November 14, 1864 Bermuda Hundred [Virginia] #13
Don’t show this. Write soon and often.
Dear and beloved wife,
I again take the opportunity of writing a few lines to inform you that I received your most kind and welcome letter dated November 5th. You also may be assured that I was very glad to hear you say you were well and had plenty to eat, drink and wear. If you have not, I certainly think it is your own fault for you live in the midst of a plentiful country.
The poor Reb soldiers in our front, that we can see every day, say that they only get one pint of flour or meal a day for their rations, and a piece of fresh beef one and half inches square, that is, they say so, them that come into our lines.

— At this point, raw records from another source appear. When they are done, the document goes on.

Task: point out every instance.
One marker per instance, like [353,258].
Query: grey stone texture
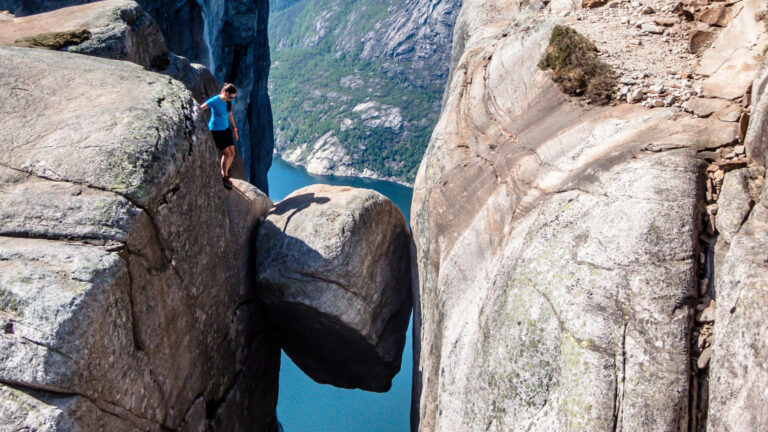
[121,30]
[123,301]
[227,36]
[333,266]
[556,245]
[739,365]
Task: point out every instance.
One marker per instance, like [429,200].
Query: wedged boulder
[124,302]
[739,365]
[119,30]
[333,268]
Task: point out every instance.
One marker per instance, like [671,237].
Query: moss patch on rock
[577,69]
[54,41]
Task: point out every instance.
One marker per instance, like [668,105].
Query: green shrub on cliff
[577,69]
[54,41]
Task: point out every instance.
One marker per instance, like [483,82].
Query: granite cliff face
[230,37]
[565,250]
[128,297]
[357,84]
[113,292]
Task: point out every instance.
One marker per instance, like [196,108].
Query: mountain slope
[356,85]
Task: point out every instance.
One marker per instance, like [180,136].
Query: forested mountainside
[356,86]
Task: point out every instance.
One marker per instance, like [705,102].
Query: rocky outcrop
[558,244]
[230,37]
[117,245]
[120,30]
[333,268]
[738,368]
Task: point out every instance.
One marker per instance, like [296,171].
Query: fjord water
[306,406]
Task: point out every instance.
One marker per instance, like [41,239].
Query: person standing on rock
[221,119]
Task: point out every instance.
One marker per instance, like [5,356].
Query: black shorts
[222,139]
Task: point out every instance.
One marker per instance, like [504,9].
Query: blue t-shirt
[219,113]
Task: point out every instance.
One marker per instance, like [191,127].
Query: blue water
[306,406]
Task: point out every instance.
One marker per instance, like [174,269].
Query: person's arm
[234,126]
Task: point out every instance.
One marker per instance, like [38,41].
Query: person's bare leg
[230,155]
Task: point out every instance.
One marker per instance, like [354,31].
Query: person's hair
[229,88]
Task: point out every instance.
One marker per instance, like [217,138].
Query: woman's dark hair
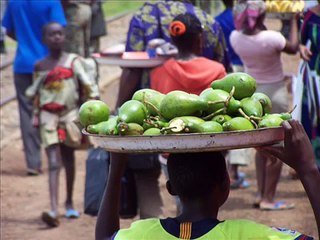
[194,175]
[45,27]
[184,30]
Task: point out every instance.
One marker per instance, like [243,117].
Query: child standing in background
[55,92]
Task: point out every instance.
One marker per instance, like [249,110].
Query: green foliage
[113,8]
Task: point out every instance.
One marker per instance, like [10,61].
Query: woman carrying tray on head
[260,51]
[188,71]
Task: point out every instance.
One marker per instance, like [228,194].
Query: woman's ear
[170,189]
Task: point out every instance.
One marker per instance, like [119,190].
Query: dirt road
[24,198]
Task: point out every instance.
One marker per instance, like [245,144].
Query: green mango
[270,120]
[237,124]
[213,95]
[150,98]
[152,132]
[211,127]
[264,100]
[244,84]
[130,129]
[185,124]
[133,111]
[179,103]
[222,118]
[154,122]
[251,107]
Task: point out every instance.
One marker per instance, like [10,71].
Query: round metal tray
[192,142]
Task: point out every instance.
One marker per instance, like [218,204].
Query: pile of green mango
[231,104]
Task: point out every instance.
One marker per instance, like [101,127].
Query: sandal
[71,213]
[280,205]
[50,218]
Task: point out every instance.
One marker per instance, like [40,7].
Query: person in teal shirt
[202,183]
[23,21]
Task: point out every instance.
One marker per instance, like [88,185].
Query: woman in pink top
[260,51]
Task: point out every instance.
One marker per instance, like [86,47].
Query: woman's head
[198,175]
[186,33]
[249,15]
[53,35]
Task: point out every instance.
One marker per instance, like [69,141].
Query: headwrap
[247,12]
[177,28]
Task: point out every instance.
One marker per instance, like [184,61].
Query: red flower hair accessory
[177,28]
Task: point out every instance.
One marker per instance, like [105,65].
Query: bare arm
[108,216]
[292,45]
[298,154]
[129,80]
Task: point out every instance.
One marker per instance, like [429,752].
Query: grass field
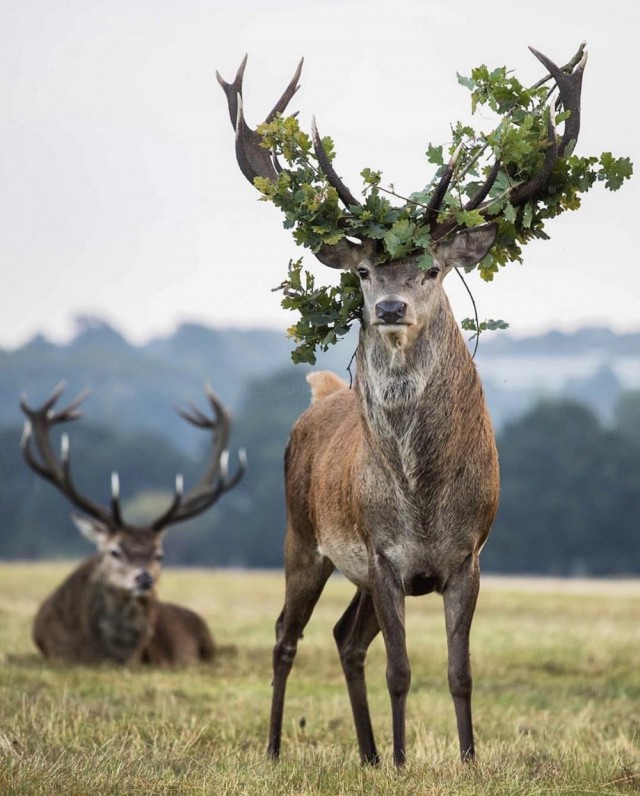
[557,698]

This is Monday [November 14, 1864]. Saturday night [November 12, 1864] and yesterday [November 13, 1864] all day I was on picket. Last week there were 24 come to our lines Saturday night. One came across yesterday in broad daylight. One came over to us. He said that most all that was in the fortifications would come over but they dare not only as they can watch their opportunity and then they have to watch until them that [are] opposed to deserting get asleep and then they are off for our lines in a hurry.
I will give you an idea of our picket line on a piece of paper so you can see the position we are placed in, etc. I suppose you heard that General Sherman has burnt Atlanta. He is moving his army, that 70,000 men, upon Richmond. He has destroyed 30 miles of railroad and burns everything in his way, and if our Great Commanders are not fooled, Richmond and Petersburgh must fall before many days. Praise to God for it. Lincoln is elected again without any doubt. Thank God he is—for this cruel war will soon be over.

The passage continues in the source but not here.